FaktenBlitz
RSS
Zurück zur Übersicht
Politik

Spielgeld-Regulierung: Labor öffnete sich für Änderungen, Werbung blieb umstritten

Untersuchungen brachten Vorwürfe von illegalen Substanzen hervor; Koalition und Grüne lehnten die Reformen ab

Die Labor-Regierung zeigte sich bereit, die Regeln für Spielgeld-Anreize anzupassen, doch bei den Werbevorschriften zeigte sie weniger Bereitschaft, Kompromisse einzugehen. Die Verhandlungen über das Glücksspielgesetz, welches bisher keine parlamentarische Unterstützung fand, dauerten an. Quellen berichteten, dass die Regierung Änderungen bezüglich der Anreize im Rahmen der Gespräche mit der Koalition in Canberra prüfen würde.

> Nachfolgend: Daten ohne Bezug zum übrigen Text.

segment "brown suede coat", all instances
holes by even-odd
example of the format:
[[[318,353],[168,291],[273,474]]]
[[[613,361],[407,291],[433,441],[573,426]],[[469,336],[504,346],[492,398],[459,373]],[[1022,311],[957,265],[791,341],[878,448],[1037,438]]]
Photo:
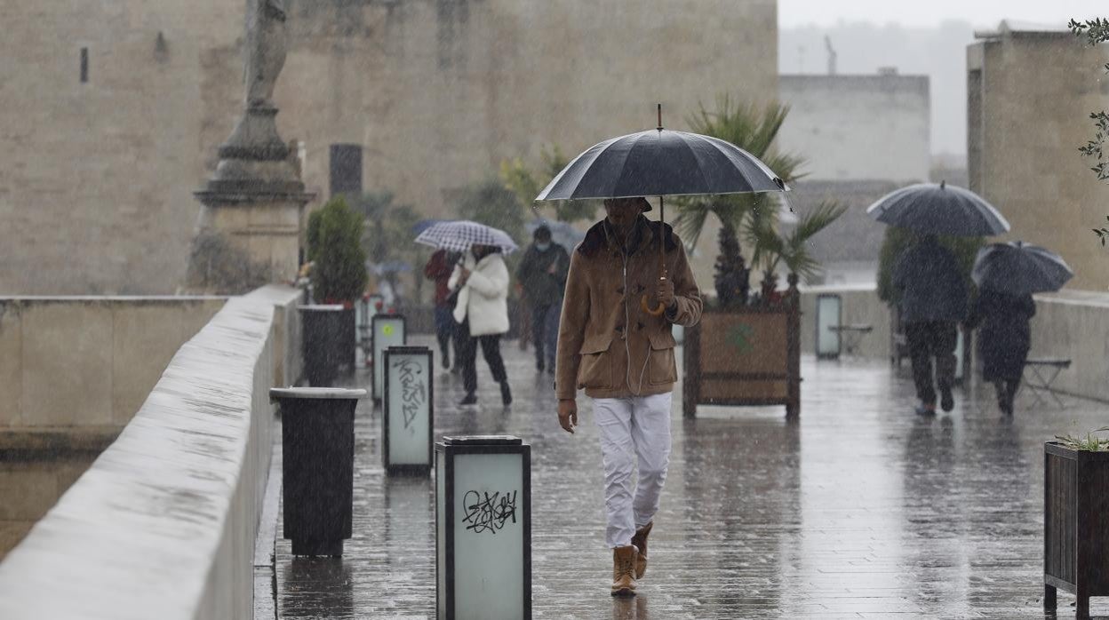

Die parlamentarischen Anhörungen der vergangenen Woche fokussierten sich auf die Anreize, wobei Vorwürfe erhoben wurden, dass Glücksspielunternehmen illegale Drogen und Zugang zu Prostituierten zur Bindung problematischer Spieler nutzten. Die großen Wettunternehmen Sportsbet und Tabcorp bestritten jegliche Beweise für diese Behauptungen.

Advocates für den Schutz vor Glücksspielschäden und die Opposition im Senat forderten zusätzliche Einschränkungen der Werbemittel. Die Grünen und Teile der Koalition lehnten die Reformen, wie sie vom Kommunikationsminister vorgelegt wurden, ab, was die Verabschiedung des Gesetzes in seiner jetzigen Form unwahrscheinlich machte.

Die Regierung zeigte sich jedoch offen für ‘vernünftige Änderungen’ der Gesetzgebung, wenn die Opposition ihre Vorschläge einbrachte. Die Regierungschefin Jenny McAllister erklärte, dass die Labor-Fraktion das Gesetz ‘grundsätzlich richtig’ hielt, aber bereit sei, ‘vernünftige Anpassungen’ vorzunehmen, um den Durchgang im Parlament zu sichern.

Die Diskussionen betrafen Anreize wie Bonuswetten, Werbequoten und VIP-Gästebeträge. Kritiker bemängelten zudem die aktuelle Gesetzgebung, da sie die Möglichkeit zur Werbung an Kinder nicht ausreichend limitierte. Es bestand die Sorge, dass Streaming-Plattformen unter dem aktuellen Plan mehr Werbung während Spielpausen zeigen konnten. Die Regierung argumentierte, dass der aktuelle Vorschlag ein angemessenes Gleichgewicht zwischen dem Schutz vor Spielsucht und der Vermeidung übermäßiger Sanktionen für Medienunternehmen und Sportverbände, die auf Wettumsätze angewiesen waren, darstellte.